Every year, over 50,000 women in the United States are diagnosed with the non-lethal form of breast cancer known as ductal carcinoma in situ (DCIS). When a diagnosis of DCIS is confirmed on biopsy, most women are treated with partial mastectomy and breast irradiation or elect total mastectomy as a means to avoid radiation therapy.
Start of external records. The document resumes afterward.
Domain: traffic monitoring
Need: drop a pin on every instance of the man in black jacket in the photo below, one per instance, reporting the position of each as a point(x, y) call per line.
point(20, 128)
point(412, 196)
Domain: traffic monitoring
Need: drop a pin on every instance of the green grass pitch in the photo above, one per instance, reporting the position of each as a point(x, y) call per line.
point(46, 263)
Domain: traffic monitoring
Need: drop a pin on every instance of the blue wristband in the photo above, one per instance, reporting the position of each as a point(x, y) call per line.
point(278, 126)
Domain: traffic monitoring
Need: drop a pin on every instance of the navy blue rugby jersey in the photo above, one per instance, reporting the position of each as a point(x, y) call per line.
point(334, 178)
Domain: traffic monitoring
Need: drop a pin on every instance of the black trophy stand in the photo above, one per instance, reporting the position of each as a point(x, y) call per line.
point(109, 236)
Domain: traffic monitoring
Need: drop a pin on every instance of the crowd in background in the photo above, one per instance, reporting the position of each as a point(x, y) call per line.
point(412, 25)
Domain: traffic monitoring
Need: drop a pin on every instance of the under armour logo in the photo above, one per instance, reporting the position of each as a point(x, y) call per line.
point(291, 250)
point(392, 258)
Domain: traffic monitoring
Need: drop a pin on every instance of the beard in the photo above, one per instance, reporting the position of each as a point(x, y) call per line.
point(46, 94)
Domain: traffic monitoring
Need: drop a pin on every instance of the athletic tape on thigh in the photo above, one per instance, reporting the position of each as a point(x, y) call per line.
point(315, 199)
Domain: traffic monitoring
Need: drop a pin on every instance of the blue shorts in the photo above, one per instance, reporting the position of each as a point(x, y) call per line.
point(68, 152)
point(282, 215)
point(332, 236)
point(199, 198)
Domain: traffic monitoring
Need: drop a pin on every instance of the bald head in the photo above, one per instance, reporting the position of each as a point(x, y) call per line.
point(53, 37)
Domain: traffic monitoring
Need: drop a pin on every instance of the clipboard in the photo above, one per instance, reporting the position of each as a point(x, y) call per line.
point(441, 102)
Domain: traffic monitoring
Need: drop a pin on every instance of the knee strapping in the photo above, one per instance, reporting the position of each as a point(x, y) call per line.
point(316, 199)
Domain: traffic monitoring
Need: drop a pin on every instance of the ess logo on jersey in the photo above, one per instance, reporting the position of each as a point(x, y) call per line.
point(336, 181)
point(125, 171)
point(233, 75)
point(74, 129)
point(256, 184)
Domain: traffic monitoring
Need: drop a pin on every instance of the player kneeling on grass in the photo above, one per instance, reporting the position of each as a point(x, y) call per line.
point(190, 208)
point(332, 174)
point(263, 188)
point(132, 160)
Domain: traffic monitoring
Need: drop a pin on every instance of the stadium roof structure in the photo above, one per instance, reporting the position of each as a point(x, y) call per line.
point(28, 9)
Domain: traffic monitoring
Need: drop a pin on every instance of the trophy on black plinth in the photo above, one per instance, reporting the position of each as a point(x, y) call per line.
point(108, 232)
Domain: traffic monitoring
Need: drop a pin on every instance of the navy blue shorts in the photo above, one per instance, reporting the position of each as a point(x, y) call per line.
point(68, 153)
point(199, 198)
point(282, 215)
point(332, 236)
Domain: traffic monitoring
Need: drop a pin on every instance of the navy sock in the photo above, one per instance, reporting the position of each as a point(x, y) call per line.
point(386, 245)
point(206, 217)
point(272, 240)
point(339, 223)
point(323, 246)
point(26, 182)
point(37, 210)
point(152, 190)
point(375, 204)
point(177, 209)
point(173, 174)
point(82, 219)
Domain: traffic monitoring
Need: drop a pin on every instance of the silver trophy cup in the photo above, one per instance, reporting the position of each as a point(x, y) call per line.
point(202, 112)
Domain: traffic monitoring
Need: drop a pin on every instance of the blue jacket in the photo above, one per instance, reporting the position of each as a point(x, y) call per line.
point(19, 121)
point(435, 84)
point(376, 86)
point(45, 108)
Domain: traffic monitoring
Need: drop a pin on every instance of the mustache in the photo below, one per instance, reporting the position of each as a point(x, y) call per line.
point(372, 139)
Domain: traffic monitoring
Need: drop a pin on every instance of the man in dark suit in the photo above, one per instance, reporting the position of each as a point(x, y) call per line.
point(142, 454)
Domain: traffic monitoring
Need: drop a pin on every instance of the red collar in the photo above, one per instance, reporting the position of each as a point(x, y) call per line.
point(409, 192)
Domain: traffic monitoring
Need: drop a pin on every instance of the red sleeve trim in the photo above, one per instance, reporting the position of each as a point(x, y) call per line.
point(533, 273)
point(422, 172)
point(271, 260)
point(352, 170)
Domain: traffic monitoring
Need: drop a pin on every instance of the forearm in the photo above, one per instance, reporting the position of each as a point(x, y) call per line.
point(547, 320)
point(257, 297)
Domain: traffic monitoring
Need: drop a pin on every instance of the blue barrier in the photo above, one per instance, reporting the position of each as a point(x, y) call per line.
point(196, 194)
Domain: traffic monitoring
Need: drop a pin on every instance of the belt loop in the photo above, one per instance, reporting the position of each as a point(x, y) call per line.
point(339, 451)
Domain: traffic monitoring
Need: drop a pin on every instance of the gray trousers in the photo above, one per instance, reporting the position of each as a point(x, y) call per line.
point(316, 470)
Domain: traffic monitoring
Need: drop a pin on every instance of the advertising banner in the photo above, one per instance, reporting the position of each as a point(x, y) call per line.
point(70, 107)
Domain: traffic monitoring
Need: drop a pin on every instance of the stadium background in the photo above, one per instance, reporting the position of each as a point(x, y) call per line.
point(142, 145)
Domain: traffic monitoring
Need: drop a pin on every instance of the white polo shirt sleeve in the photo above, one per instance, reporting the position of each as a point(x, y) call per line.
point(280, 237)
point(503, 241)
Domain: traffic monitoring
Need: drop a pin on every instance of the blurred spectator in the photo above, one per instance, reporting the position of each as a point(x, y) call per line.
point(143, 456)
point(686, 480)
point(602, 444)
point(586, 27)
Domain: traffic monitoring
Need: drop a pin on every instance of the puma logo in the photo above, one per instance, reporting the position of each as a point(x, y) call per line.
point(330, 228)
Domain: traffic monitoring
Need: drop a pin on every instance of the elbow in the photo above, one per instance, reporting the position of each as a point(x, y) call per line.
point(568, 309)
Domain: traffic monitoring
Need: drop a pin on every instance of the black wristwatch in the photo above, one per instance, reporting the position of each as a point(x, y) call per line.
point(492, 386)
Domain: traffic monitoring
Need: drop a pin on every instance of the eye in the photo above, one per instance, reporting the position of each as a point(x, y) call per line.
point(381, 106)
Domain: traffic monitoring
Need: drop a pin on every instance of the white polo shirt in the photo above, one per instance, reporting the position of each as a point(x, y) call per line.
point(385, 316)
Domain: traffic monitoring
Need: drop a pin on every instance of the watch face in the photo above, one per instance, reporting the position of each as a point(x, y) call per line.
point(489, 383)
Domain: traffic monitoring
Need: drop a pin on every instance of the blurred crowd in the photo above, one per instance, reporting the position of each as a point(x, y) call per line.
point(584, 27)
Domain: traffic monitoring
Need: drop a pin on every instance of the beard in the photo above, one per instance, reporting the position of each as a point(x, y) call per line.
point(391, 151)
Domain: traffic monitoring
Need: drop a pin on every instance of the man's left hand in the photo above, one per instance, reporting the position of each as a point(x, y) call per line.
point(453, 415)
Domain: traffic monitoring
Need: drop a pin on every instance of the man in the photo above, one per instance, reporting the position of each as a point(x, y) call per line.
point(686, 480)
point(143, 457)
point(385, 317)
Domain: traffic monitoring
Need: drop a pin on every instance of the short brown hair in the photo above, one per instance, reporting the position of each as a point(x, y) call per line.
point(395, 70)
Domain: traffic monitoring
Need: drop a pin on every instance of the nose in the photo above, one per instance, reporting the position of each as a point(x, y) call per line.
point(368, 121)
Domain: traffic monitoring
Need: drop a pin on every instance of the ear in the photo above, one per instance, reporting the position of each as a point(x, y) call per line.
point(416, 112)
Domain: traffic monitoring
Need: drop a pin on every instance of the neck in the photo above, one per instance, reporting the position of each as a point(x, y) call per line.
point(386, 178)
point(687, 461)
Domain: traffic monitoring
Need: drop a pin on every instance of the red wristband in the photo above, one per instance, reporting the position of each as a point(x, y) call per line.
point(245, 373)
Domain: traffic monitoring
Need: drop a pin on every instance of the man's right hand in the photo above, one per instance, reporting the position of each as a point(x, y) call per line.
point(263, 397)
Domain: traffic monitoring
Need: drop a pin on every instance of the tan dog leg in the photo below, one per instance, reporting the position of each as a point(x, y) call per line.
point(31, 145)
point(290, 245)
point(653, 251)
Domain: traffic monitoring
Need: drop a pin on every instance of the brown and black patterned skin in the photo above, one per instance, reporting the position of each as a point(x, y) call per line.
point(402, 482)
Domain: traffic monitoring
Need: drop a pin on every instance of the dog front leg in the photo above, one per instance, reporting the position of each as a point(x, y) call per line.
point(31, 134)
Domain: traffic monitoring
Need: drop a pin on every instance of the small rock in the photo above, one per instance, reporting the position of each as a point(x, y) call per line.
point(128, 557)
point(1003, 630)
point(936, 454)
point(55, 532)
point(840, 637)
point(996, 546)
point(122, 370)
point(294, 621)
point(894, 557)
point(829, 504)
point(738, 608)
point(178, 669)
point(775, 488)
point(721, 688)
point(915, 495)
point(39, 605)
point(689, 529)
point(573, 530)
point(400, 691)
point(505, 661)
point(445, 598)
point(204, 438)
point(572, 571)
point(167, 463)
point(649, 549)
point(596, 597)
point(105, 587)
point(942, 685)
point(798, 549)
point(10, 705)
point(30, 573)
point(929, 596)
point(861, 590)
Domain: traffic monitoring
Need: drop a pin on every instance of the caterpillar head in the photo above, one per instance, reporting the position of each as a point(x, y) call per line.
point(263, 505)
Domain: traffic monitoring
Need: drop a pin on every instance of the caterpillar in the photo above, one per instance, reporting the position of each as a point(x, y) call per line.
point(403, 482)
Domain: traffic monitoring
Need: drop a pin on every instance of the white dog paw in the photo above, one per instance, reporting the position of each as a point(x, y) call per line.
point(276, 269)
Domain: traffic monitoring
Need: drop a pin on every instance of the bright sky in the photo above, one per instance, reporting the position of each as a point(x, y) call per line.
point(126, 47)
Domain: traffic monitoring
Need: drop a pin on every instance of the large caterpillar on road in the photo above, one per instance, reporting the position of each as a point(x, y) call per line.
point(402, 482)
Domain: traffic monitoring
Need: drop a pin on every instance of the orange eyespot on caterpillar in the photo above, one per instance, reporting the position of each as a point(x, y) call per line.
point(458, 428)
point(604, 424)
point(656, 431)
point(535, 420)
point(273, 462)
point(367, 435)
Newer approaches to treatment for DCIS have suggested that surgical excision and observation, with or without endocrine therapy, may be an alternative for small volume, low grade DCIS. However, as a general rule, the underlying biology of DCIS is just beginning to be considered in the context of treating DCIS. A substantial body of basic science regarding the underlying molecular alterations present in DCIS suggests there are two major pathways of progression constituting an indolent and aggressive form of DCIS. The goal of this proposal Is to translate the research data on the numerous molecular genetic abnormalities present In DCIS into a pathology classification algorithm based on a restricted set of molecular, immunohistochemical, or morphologic features that will reliably Identify low grade and high grade progression pathways in DCIS. This would promote conservative treatment strategies for a subset of women with favorable prognosis DCIS and reduce the potential unfavorable consequences of over treating indolent breast disease.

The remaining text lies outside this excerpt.